There are several imitations of this study. As this was a retrospective chart review, accuracy of data was dependent on comprehensiveness of documentation and consistency of data abstraction. This study could not determine whether a provider’s decision to order a DXA or prescribe medications such as calcium and vitamin D was influenced by the ADT treatment. Patients with bone metastases were more likely to receive IV bisphosphonates and see oncologists. Therefore, these treatments may have been for preventing pathologic fractures or treating hypercalcemia rather than for osteoporosis management. By including patients with bone metastases, we may have inflated the estimate of osteoporosis management related to ADT treatment. However, this allowed us to compare our results with the other study addressing this issue that we found in the literature.

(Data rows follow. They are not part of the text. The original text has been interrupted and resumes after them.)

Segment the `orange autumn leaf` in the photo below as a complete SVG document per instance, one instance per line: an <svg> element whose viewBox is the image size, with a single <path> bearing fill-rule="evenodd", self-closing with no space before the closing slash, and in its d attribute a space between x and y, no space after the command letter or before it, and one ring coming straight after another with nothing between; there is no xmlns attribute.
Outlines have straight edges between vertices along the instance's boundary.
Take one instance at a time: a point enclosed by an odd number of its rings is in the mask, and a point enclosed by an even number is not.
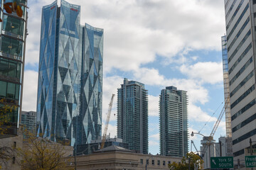
<svg viewBox="0 0 256 170"><path fill-rule="evenodd" d="M17 13L17 16L18 16L19 17L22 16L23 11L20 6L17 6L16 13Z"/></svg>
<svg viewBox="0 0 256 170"><path fill-rule="evenodd" d="M6 10L6 13L11 13L11 8L10 8L10 6L9 5L6 4L4 4L4 8Z"/></svg>

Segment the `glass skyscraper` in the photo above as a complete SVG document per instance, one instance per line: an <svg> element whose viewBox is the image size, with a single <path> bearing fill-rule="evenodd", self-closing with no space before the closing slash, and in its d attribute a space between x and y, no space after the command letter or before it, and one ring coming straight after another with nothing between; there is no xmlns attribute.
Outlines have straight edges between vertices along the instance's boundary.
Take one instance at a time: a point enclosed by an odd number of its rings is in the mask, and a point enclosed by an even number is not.
<svg viewBox="0 0 256 170"><path fill-rule="evenodd" d="M9 135L17 135L22 105L23 77L24 73L25 46L27 33L26 0L18 0L23 11L21 17L16 13L8 13L4 3L11 0L0 0L0 109L5 106L7 111Z"/></svg>
<svg viewBox="0 0 256 170"><path fill-rule="evenodd" d="M188 153L188 96L186 91L167 86L159 98L161 155L182 157Z"/></svg>
<svg viewBox="0 0 256 170"><path fill-rule="evenodd" d="M80 6L43 7L37 135L70 144L101 136L103 30L81 26Z"/></svg>
<svg viewBox="0 0 256 170"><path fill-rule="evenodd" d="M148 92L144 84L124 79L117 89L117 137L129 149L147 154L149 149Z"/></svg>

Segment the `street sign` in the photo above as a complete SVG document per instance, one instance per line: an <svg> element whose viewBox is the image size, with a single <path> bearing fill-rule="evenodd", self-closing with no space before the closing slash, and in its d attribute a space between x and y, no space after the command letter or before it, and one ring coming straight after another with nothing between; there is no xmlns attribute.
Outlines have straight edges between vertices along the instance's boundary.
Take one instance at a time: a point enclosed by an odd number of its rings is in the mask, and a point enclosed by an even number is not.
<svg viewBox="0 0 256 170"><path fill-rule="evenodd" d="M245 156L245 167L256 167L256 156Z"/></svg>
<svg viewBox="0 0 256 170"><path fill-rule="evenodd" d="M233 168L233 157L210 157L210 168L225 169Z"/></svg>

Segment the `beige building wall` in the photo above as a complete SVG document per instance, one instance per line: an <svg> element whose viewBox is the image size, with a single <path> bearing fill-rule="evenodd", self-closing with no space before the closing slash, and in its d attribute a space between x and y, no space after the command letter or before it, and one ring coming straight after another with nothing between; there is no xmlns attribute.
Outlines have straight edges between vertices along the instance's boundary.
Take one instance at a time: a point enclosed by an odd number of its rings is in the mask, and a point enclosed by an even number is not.
<svg viewBox="0 0 256 170"><path fill-rule="evenodd" d="M168 164L181 162L182 158L113 151L78 156L77 169L147 170L169 169Z"/></svg>

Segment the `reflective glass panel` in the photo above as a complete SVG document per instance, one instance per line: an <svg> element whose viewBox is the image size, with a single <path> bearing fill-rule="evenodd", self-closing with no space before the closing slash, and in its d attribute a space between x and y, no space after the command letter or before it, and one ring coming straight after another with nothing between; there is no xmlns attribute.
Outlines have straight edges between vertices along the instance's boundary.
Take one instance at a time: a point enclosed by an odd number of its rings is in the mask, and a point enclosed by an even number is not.
<svg viewBox="0 0 256 170"><path fill-rule="evenodd" d="M8 83L6 97L9 98L15 98L15 84Z"/></svg>
<svg viewBox="0 0 256 170"><path fill-rule="evenodd" d="M0 75L8 76L8 60L0 58Z"/></svg>
<svg viewBox="0 0 256 170"><path fill-rule="evenodd" d="M1 50L4 53L9 54L10 52L9 52L10 47L11 47L10 38L5 36L2 36Z"/></svg>
<svg viewBox="0 0 256 170"><path fill-rule="evenodd" d="M9 62L9 76L16 76L16 68L17 64L16 62L10 61Z"/></svg>
<svg viewBox="0 0 256 170"><path fill-rule="evenodd" d="M6 97L6 82L0 81L0 97Z"/></svg>

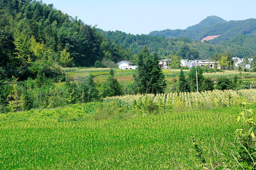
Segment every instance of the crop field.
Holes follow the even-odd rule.
[[[210,77],[219,77],[223,76],[242,76],[242,73],[238,71],[234,70],[225,70],[224,72],[216,72],[211,73],[204,73],[203,76],[209,76]],[[256,73],[244,72],[244,76],[256,76]]]
[[[0,169],[202,169],[195,140],[203,159],[218,164],[213,135],[217,148],[225,149],[238,128],[239,109],[166,110],[95,121],[90,110],[96,107],[0,114]]]
[[[123,101],[131,104],[136,101],[144,102],[152,100],[161,108],[168,109],[200,109],[227,107],[239,104],[238,98],[244,96],[252,102],[256,102],[256,89],[232,90],[224,91],[215,90],[199,93],[173,93],[167,94],[128,95],[104,99],[106,102]]]

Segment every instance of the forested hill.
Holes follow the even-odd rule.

We were also unable to ascertain why patients were not evaluated or treated for osteoporosis. Patient resistance has been documented even amongst groups that have sustained a low-impact fracture and are at high risk for future osteoporotic fractures.49
Osteoporosis risk may be a low priority for patients within the context of their general health care.50
We did not evaluate whether a limited life expectancy influenced clinical decisions regarding osteoporosis management. We examined charts from only one Veterans Administration system. Although this system included a main hospital and outlying community-based outpatient clinics (CBOCs), our results may not be generalizable to other sites. Although all study patients received ADT through the VA, many of the patients followed at the CBOCs have dual care. Based on chart reviews, we could not ascertain whether they received testing or medications from non-VA providers. The CBOCs do not have DXA scans at the facility, which could impact screening rates. Although Hispanic ethnicity significantly predicted receiving less appropriate management, we could not identify race or ethnicity for a substantial proportion of our subjects. Therefore, our findings regarding racial/ethnic disparities in osteoporosis management should be interpreted cautiously.
Our study demonstrated low rates of osteoporosis management for prostate cancer patients on ADT. These findings are concerning given the known increased risk for osteoporosis associated with ADT and the availability of effective treatments to prevent bone loss or increase bone mass in these patients. There are many potential barriers to osteoporosis management in this population. Further research is needed to determine optimal strategies for ensuring that men with ADT-treated prostate cancer receive appropriate screening, prevention, and treatment for osteoporosis.